Fifteen of the 20 countries covered in our GEO saw better-than-expected GDP outturns in 2Q17 and in several cases - including Canada, Russia, Turkey and
Poland - the positive surprises were large at over 0.5% (not annualised). Forecasts for 2017 growth have been upgraded for 13 countries and seven countries
have seen an increase in 2018 growth forecasts. Global growth has been upgraded to 3.1% in 2017 from 2.9% in June, and 2018 growth has been upgraded to 3.2% from 3.1%.
"Following another forecast upgrade in this GEO we now see the eurozone growing at its strongest rate for a decade in 2017, " added Coulton.
The advanced economies are benefitting from improving labour markets and supportive macroeconomic policies, while growth in emerging markets (EM) is
returning to a four-year high following a pick-up in China and demand recovery in many large commodity-producing countries. Simultaneous improvements across most of the major economic regions are being amplified by positive spill-overs from trade linkages. The upturn in Chinese import growth from mid-2016 has been an important factor behind the rise in world trade growth to a six-year high of 5%.

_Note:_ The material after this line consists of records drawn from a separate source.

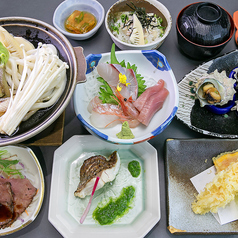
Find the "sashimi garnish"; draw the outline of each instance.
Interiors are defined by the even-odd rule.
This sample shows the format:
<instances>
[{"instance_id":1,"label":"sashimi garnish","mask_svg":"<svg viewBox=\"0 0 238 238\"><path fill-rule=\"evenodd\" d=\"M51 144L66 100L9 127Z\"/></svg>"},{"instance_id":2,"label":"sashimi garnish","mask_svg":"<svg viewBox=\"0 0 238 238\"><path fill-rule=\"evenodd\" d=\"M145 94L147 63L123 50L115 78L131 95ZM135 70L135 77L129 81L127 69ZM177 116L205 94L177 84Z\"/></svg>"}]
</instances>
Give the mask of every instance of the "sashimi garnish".
<instances>
[{"instance_id":1,"label":"sashimi garnish","mask_svg":"<svg viewBox=\"0 0 238 238\"><path fill-rule=\"evenodd\" d=\"M127 82L130 83L130 88L128 91L132 92L133 90L135 90L135 92L132 93L133 95L139 97L141 93L145 91L145 80L143 80L144 77L142 77L141 74L137 73L137 66L135 64L131 65L129 62L126 63L125 60L119 62L116 58L114 43L112 44L111 48L110 66L108 66L108 64L109 63L101 63L97 66L98 74L101 76L98 77L98 80L102 83L102 86L99 89L99 95L103 103L117 104L115 101L111 102L110 97L114 96L113 91L116 90L117 84L119 82L119 73L126 75L126 77L128 78ZM128 75L125 70L127 71ZM110 78L108 77L108 75L110 75ZM133 100L136 100L136 97L133 96Z\"/></svg>"},{"instance_id":2,"label":"sashimi garnish","mask_svg":"<svg viewBox=\"0 0 238 238\"><path fill-rule=\"evenodd\" d=\"M133 100L136 100L138 96L138 83L132 69L124 68L120 64L101 63L98 64L97 70L98 74L108 83L113 92L118 90L123 97L132 97Z\"/></svg>"},{"instance_id":3,"label":"sashimi garnish","mask_svg":"<svg viewBox=\"0 0 238 238\"><path fill-rule=\"evenodd\" d=\"M99 177L96 178L96 181L95 181L95 184L94 184L94 186L93 186L93 191L92 191L91 197L90 197L90 199L89 199L88 205L87 205L87 207L86 207L86 209L85 209L85 211L84 211L84 213L83 213L83 215L82 215L82 217L81 217L81 219L80 219L80 223L81 223L81 224L83 224L83 222L84 222L86 216L88 215L89 209L90 209L91 204L92 204L93 195L94 195L94 193L95 193L95 191L96 191L96 188L97 188L99 179L100 179Z\"/></svg>"}]
</instances>

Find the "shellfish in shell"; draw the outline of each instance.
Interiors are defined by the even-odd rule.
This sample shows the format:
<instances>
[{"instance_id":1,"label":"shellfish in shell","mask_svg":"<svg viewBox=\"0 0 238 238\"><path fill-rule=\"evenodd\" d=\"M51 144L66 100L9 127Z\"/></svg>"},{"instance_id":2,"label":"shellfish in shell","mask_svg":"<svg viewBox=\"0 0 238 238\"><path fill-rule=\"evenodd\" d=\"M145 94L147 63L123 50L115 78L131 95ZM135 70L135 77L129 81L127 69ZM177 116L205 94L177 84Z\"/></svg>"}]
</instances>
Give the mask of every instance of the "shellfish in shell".
<instances>
[{"instance_id":1,"label":"shellfish in shell","mask_svg":"<svg viewBox=\"0 0 238 238\"><path fill-rule=\"evenodd\" d=\"M235 79L226 76L225 71L219 73L217 70L198 79L196 83L196 96L200 101L200 106L223 106L230 100L233 100L236 93L234 89L235 82Z\"/></svg>"}]
</instances>

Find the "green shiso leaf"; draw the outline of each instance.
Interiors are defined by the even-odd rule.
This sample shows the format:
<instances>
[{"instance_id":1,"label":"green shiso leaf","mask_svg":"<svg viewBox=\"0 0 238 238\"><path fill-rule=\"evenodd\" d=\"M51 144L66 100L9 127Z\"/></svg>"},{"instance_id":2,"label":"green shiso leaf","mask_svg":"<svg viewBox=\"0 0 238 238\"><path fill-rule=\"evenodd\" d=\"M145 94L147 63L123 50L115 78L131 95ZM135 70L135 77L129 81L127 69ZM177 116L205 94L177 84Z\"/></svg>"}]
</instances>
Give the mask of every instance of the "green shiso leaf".
<instances>
[{"instance_id":1,"label":"green shiso leaf","mask_svg":"<svg viewBox=\"0 0 238 238\"><path fill-rule=\"evenodd\" d=\"M127 69L132 69L135 72L135 76L138 83L138 97L145 91L146 85L145 80L143 80L144 77L141 76L141 74L137 73L137 66L135 64L131 65L129 62L125 62L125 60L122 60L121 62L118 61L116 57L116 51L115 51L115 44L112 44L111 48L111 64L120 64L122 67ZM99 98L102 100L103 103L112 103L112 104L118 104L118 101L115 98L115 95L113 94L113 91L111 87L108 85L108 83L102 78L98 77L98 81L102 83L100 89L99 89ZM113 98L114 97L114 98Z\"/></svg>"},{"instance_id":2,"label":"green shiso leaf","mask_svg":"<svg viewBox=\"0 0 238 238\"><path fill-rule=\"evenodd\" d=\"M118 102L114 99L115 95L109 84L102 77L98 77L97 79L102 83L99 89L99 98L102 100L102 103L111 103L117 105Z\"/></svg>"}]
</instances>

This buoyant picture should be maintained through 2018. The US private investment cycle looks set to improve further and while prospects for tax reform are
uncertain, a modest fiscal boost to US growth in 2018 still looks likely. The slowdown we are expecting in China in the near term is relatively modest and all
the while China's weight in global GDP is rising - adding to its global growth contribution. Barring a renewed commodity price slump there is space for demand to
recover further in EM commodity producers.
However, caution is still warranted on the medium-term growth outlook. Supply-side growth potential in the advanced economies will be dampened by deteriorating demographics and sluggish productivity growth. Current rates of GDP growth are well above Fitch estimates of potential across most major advanced economies. This implies that spare capacity is diminishing and has implications for policy support as current expansionary settings will become harder and harder to justify. And while credit growth in China has recently slowed, it continues to outpace nominal GDP. The process of stabilising debt in China is likely to take a toll on growth in the medium term.

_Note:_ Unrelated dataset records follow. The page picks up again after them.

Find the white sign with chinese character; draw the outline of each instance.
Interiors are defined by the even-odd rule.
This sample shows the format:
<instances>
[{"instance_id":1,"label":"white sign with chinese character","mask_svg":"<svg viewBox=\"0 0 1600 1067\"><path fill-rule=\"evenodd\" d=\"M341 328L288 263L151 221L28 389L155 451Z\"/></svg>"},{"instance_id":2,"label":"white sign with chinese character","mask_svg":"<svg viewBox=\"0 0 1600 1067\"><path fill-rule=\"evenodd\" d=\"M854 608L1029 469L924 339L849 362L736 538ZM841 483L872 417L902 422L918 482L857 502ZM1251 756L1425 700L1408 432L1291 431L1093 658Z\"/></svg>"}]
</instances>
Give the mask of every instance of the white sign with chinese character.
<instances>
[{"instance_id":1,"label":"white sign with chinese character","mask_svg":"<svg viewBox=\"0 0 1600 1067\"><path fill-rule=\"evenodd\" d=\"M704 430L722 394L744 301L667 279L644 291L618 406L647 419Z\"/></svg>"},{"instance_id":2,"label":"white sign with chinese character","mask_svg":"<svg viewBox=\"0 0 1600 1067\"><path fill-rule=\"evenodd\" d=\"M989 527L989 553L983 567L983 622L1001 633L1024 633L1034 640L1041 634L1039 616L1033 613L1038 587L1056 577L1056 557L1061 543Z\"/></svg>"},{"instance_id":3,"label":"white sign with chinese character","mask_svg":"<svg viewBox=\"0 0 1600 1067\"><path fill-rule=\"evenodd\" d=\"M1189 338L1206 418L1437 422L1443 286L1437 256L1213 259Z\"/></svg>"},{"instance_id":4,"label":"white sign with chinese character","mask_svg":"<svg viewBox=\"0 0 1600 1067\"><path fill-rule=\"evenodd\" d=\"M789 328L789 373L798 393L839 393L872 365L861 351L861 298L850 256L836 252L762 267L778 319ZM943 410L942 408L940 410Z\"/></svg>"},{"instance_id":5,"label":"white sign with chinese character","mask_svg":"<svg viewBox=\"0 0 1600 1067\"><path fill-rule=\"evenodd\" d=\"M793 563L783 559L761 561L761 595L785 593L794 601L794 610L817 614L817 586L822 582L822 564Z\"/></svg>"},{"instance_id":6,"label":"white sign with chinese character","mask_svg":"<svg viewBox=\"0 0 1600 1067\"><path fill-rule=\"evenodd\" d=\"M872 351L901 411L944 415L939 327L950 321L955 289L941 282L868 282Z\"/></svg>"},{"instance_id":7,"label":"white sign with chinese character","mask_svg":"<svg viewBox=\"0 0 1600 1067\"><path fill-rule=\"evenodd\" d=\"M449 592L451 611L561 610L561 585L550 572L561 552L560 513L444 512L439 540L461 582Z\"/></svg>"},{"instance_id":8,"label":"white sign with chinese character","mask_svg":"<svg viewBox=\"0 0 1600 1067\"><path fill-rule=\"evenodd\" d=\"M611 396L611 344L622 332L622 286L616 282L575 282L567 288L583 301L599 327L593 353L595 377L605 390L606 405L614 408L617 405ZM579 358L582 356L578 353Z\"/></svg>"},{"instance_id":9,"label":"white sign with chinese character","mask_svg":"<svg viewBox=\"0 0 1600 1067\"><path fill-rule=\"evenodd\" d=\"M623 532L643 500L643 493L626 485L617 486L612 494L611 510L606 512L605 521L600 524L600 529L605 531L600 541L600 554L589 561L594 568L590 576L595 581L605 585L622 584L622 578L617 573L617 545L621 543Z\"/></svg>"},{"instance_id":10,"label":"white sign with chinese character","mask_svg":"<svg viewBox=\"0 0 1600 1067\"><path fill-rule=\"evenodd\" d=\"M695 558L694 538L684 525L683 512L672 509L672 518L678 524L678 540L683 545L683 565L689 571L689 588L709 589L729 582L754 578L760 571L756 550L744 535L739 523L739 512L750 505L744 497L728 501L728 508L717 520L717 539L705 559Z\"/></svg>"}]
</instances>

"With the Fed having now announced the start of the process of unwinding quantitative easing and the ECB likely to phase out asset purchases by the middle
of next year, central banks in other advanced countries are also now contributing to a shift in the mood music surrounding global monetary policy," said Coulton.
The Bank of Canada has recently raised interest rates twice in rapid succession despite inflation remaining quite low, while the Bank of England has signalled
that last years' rate cut could be reversed in coming months if the economy evolves as expected. Even the Bank of Japan looks in practice to be scaling down
its rate of purchases somewhat from the official target of JPY80 trillion of government bonds per year.
Geopolitics has re-emerged as a noteworthy risk. The implications of North Korea tensions will be important to monitor, including for US-China relations in the
context of the US administration's concerns about the US-China bilateral trade deficit. Eurozone fragmentation risks have fallen since the beginning of the year
but forthcoming Italian elections could see eurosceptic arguments regaining prominence and a further sustained escalation in tensions between the Catalonian
and Spanish government could imply some downside risks for Spain's recent impressive growth performance. A strong recovery in the dollar could also adversely affect EM capital flows.